I have many large gzip files (approximately 10MB - 200MB) that I downloaded from ftp to be decompressed.

So I tried to google and find some solution for gzip decompression.

    static byte[] Decompress(byte[] gzip)
    {
        using (GZipStream stream = new GZipStream(new MemoryStream(gzip), CompressionMode.Decompress))
        {
            const int size = 4096;
            byte[] buffer = new byte[size];
            using (MemoryStream memory = new MemoryStream())
            {
                int count = 0;
                do
                {
                    count = stream.Read(buffer, 0, size);
                    if (count > 0)
                    {
                        memory.Write(buffer, 0, count);
                    }
                }
                while (count > 0);
                return memory.ToArray();
            }
        }
    }

it works well for any files below 50mb but once i have input more than 50mb I got system out of memory exception. Last position and the length of memory before exception is 134217728. I don't think it has relation with my physical memory, I understand that I can't have object more than 2GB since I use 32-bit.
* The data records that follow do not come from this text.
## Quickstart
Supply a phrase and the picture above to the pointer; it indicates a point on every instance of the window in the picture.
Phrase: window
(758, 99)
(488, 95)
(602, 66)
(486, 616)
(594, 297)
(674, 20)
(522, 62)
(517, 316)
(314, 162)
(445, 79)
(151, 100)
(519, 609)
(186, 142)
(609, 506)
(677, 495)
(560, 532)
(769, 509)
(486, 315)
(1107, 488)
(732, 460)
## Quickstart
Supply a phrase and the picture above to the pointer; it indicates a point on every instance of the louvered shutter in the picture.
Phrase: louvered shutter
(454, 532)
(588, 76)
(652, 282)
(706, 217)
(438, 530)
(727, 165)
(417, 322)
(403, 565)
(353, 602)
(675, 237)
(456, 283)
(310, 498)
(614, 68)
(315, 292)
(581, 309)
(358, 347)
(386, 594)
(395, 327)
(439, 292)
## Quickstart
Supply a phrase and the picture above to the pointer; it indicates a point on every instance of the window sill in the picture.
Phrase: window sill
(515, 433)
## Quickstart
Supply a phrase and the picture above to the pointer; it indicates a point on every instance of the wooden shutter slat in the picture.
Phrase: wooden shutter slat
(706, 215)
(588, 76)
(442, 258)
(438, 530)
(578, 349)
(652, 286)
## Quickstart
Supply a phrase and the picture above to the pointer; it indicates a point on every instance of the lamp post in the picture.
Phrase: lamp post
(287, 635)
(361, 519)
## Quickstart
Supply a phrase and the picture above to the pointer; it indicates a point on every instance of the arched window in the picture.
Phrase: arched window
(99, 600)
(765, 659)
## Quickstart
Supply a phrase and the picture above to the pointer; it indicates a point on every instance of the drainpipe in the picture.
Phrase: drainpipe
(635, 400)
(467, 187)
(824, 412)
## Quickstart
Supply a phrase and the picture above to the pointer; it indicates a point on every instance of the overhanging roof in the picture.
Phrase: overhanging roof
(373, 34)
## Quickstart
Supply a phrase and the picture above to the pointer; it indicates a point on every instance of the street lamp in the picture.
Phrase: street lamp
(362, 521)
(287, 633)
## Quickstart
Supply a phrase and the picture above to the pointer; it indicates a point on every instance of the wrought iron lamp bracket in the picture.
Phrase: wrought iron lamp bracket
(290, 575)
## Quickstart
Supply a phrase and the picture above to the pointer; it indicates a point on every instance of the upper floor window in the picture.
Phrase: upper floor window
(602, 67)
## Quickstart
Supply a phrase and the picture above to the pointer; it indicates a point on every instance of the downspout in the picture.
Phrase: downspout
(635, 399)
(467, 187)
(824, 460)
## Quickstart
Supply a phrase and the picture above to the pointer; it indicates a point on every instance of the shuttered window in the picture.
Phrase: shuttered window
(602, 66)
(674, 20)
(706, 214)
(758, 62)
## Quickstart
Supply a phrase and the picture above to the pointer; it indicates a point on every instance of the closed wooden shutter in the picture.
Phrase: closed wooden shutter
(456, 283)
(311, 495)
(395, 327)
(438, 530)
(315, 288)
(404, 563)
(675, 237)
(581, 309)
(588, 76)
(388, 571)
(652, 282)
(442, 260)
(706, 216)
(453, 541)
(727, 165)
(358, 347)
I also need to process the data after decompress the files. I'm not sure if memory stream is the best approach here but I don't really like write to file and then read the files again.

My questions

  • why did I get System.OutMemoryException?
  • what is the best possible solution to decompress gzip files and do some text processing afterwards?

Solution

  • Memory allocation strategy for MemoryStream is not friendly for huge amounts of data.

    Since contract for MemoryStream is to have contiguous array as underlying storage it has to reallocate array often enough for large stream (often as log2(size_of_stream)). Side effects of such reallocation are

    • long copy delays on reallocation
    • new array must fit in free address space already heavily fragmented by previous allocations
    • new array will be on LOH heap that have its quirks (no compaction, collection on GC2).

    As result handling large (100Mb+) stream through MemoryStream will likely case out of memory exception on x86 systems. In addition most common pattern to return data is to call GetArray as you do which additionally requires about the same amount of space as last array buffer used for MemoryStream.

    Approaches to solve:

    • The cheapest way is to pre-grow MemoryStream to approximate size you need (preferably slightly large). You can pre-compute size that is required by reading to fake stream that does not store anything (waste of CPU resources, but you'll be able to read it). Consider also returning stream instead of byte array (or return byte array of MemoryStream buffer along with length).
    • Another option to handle it if you need whole stream or byte array is to use temporary file stream instead of MemoryStream to store large amount of data.
    • More complicated approach is to implement stream that chunks underlying data in smaller (i.e. 64K) blocks to avoid allocation on LOH and copying data when stream needs to grow.